2.4. Metabolic variables

The measurement of the metabolic variables was made using a specific treadmill (treadmill Simplex II. Columbus Instruments) designed for the recording of the oxygen consumption (V̇O2) and carbon dioxide output (V̇CO2). The treadmill was ventilated with an airflow inlet at 2.5 L/min. Instantaneous fraction of O2 and CO2 were evaluated continuously at the inflow and outflow with gases’ analyser for O2 and CO2 (FC‐10 and CA‐10 respectively; Sable system, Las Vegas, USA) connected to a data acquisition system. The airflow was desiccated before entering in the analyser. V̇O2 was calculated as previously described (Jeton et al., 2017; Marcouiller et al., 2014) according to the following formula and was normalized by the body weight:

V·O2=flow×FiO2FeO2FeO2xFeCO2FiCO2/1FeO2

where Fi and Fe are the fraction of O2 and CO2 in the inflowing and outflowing lines respectively.

Before the start of each test, the animals were weighed and then warmed‐up on the treadmill at a minimum speed of 10 m/min for 3 minutes. After that, the V̇O2 peak test started at 10 m/min and speed was then increased by 4 m/min every 2 min. The test was stopped when the animal could no longer run and preferred to stay still at the bottom of the treadmill despite delivery of a mild electrical shock. The intensity of electrical shock was adjusted to 1.5 mA and the protocol was quickly stopped after 2 consecutive shocks. At this time, V̇O2 peak (the highest value of V̇O2 attained during the test, ml/min/kg), time to exhaustion (the maximum duration of the test, min), and maximum speed (the maximal speed reached during the test, m/min) has been recorded.

2.5. Hematocrit and blood cell count

After deep isoflurane anesthesia (induction at 1 L/min, 5% isoflurane, 5 min and then face mask at 200 ml/min, 2% isoflurane), blood samples were collected at the tail level before and after one month of training and or hypoxia protocol (or equivalent time for NS groups). A volume of 70 µl was collected for hematocrit (HCT) and 300 µl for blood cell count.

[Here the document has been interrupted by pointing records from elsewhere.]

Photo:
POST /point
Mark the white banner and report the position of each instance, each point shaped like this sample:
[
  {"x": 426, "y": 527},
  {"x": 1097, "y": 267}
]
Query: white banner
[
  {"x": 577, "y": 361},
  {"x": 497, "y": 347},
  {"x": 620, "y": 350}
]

2.6. Blood and tissue sampling

After lethal IP injection of pentobarbital (100 mg/Kg), rats were exsanguinated and blood was collected (Around 2 ml). Blood was then centrifuged (800 G, 10 min) and plasma was collected. Then rib cage was opened and the heart was removed. After atria suppression, right ventricle (RV) and left ventricle +septum (LV + S) was isolated and weighted in order to determinate Fulton's ratio (RV/LV + S), an index of right ventricle hypertrophy. Finally, the soleus (SO; oxidative) and the gastrocnemius (GA; glycolytic) muscles (left side) were sampled for molecular biology. For this, the rear tendon was cut distally, underneath the heel. After that, the posterior muscle was pulled‐up and back‐warded. In this position, the tendon of the SO become visible and can be cut and removed. Finally, the GA was removed by holding it from the distal tendon and by cutting at the proximal end.

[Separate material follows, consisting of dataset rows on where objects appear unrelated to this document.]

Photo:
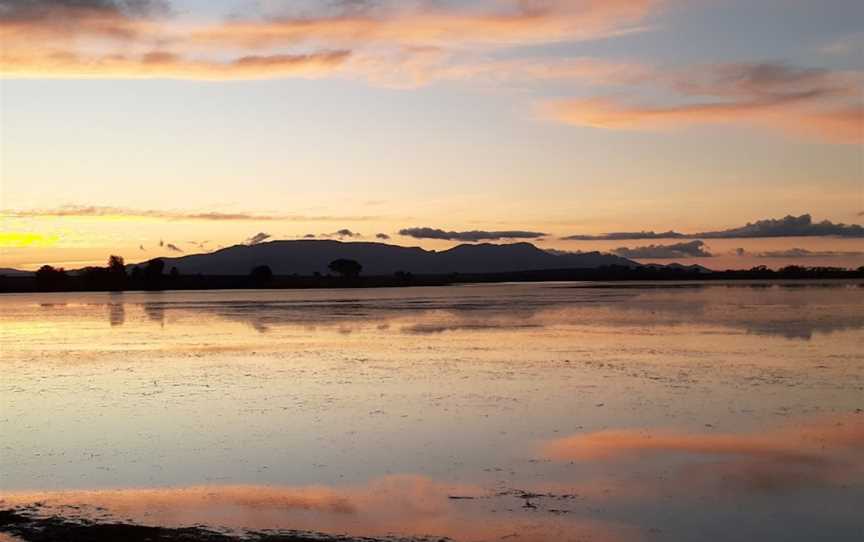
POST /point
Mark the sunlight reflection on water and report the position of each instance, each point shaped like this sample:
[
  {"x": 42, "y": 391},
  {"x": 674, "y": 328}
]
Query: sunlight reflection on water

2.7. Peripheral oxygen saturation and heart rate

Oxygen saturation and heart rate were assessed via a non‐invasive method of infrared pulse oximetry (mouseOx Plus, Starr life science) (Gille et al., 2018; Lax et al., 2014). After short sedation, animals’ neck was shaved and then the collar sensor was put in place. After waking, rats were habituated for 10 min and the peripheral blood saturation (SpO2, %) and heart rate (HR, bpm) were recorded during 10 min in normoxic condition (FiO2 0.21) and 10 min in normobaric acute hypoxic condition (FiO2 0.12) in normoxic and hypoxic‐exposed groups. These measurements were performed before (D0) and after the chronic exposure to hypoxia or normoxia (D30).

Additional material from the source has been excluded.